匿名性重視の仮想通貨「ジーキャッシュ(Zcash)」を展開する非営利団体ジーキャッシュ財団は、ブロックチェーン関連の開発企業パリティ・テクノロジーズと提携し、ジーキャッシュ用クライアント「ゼブラ(Zebra)」をオープンソースソフトウェア(OSS)として公開した。ジーキャッシュ財団が、6月17日付けプレスリリースで明らかにした

プレスリリースによると、ゼブラは、従来クライアント「ジーキャッシュディ(Zcashd)」で何らかの問題が発生した場合に冗長性を提供するという。ジーキャッシュ財団は、ジーキャッシュネットワーク全体のセキュリティが向上することを期待していると述べた。

ゼブラのような代替クライアントを用意することは、例えば、従来クライアントZcashdにおいてコンセンサス関連で不具合が発生した場合、Zcashd固有(あるいはクライアント一般)の問題か、ブロックチェーンとしてのジーキャッシュ側に問題があるのかといった原因を特定する場合問題の切り分けを迅速に行いやすくなる点で役立つという。

また、複数のプログラミング言語で開発されたクライアントが存在するという事実は、開発者にとって自分がなじみのある言語で貢献できることを意味するため、より幅広く開発者をを引き付けることに結び付くという。ゼブラであれば、モジラ主導のプログラミング言語「ラスト(Rust)」を用いて開発しており、Rust開発者は手軽にジーキャッシュ開発コミュニティに参加し、貢献できるようになると述べた。なお、ゼブラのソースコードのライセンスはGPL v3.0で、動作環境はウィンドウズ、macOS、リナックス。すでにGitHub上で公開されている。

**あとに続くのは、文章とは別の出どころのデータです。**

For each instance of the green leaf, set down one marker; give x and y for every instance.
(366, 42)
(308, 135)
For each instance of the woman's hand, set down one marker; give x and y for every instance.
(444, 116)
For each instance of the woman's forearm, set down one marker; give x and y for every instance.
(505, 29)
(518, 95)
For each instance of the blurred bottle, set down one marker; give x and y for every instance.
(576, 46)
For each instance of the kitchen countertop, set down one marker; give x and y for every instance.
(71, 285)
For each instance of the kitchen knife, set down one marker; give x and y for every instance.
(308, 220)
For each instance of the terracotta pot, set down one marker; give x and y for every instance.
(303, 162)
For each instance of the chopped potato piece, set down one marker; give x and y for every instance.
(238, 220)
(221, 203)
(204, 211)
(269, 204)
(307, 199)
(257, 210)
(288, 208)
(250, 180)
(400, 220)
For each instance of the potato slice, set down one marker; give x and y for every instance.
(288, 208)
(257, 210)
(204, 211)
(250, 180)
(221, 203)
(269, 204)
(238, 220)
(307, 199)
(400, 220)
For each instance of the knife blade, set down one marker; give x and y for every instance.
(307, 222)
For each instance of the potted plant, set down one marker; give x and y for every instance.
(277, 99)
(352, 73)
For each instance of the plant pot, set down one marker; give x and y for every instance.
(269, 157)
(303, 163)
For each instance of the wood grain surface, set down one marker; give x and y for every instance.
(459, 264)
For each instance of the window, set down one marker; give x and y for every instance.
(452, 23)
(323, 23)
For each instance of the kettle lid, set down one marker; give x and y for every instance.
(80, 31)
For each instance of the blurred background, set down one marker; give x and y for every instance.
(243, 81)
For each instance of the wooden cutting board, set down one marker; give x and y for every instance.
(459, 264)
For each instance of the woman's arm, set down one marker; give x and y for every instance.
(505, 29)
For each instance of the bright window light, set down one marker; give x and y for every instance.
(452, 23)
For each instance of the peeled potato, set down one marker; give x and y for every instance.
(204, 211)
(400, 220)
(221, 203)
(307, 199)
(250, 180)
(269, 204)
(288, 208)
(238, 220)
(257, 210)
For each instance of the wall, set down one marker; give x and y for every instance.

パリティは、過去に仮想通貨イーサリアム(ETH)用クライアント「パリティ・イーサリアム」を開発した。パリティCTOのフレドリック・ハリソン氏は、ゼブラのメリットについて、次のように述べた。

「(多くのコア開発者がクライアントに取り組むことで)コミュニティは全面的に勝利する。(中略)ジーキャッシュは、レイヤー2(メインチェーン外)開発者だけでなく、末端のユーザーの快適さを効果的に調整できる、より多様なコミュニティを誇っている。」

なお、現所のゼブラはアルファリリース(初期実装)にあたり、テストネットでのみ利用するよう呼びかけている。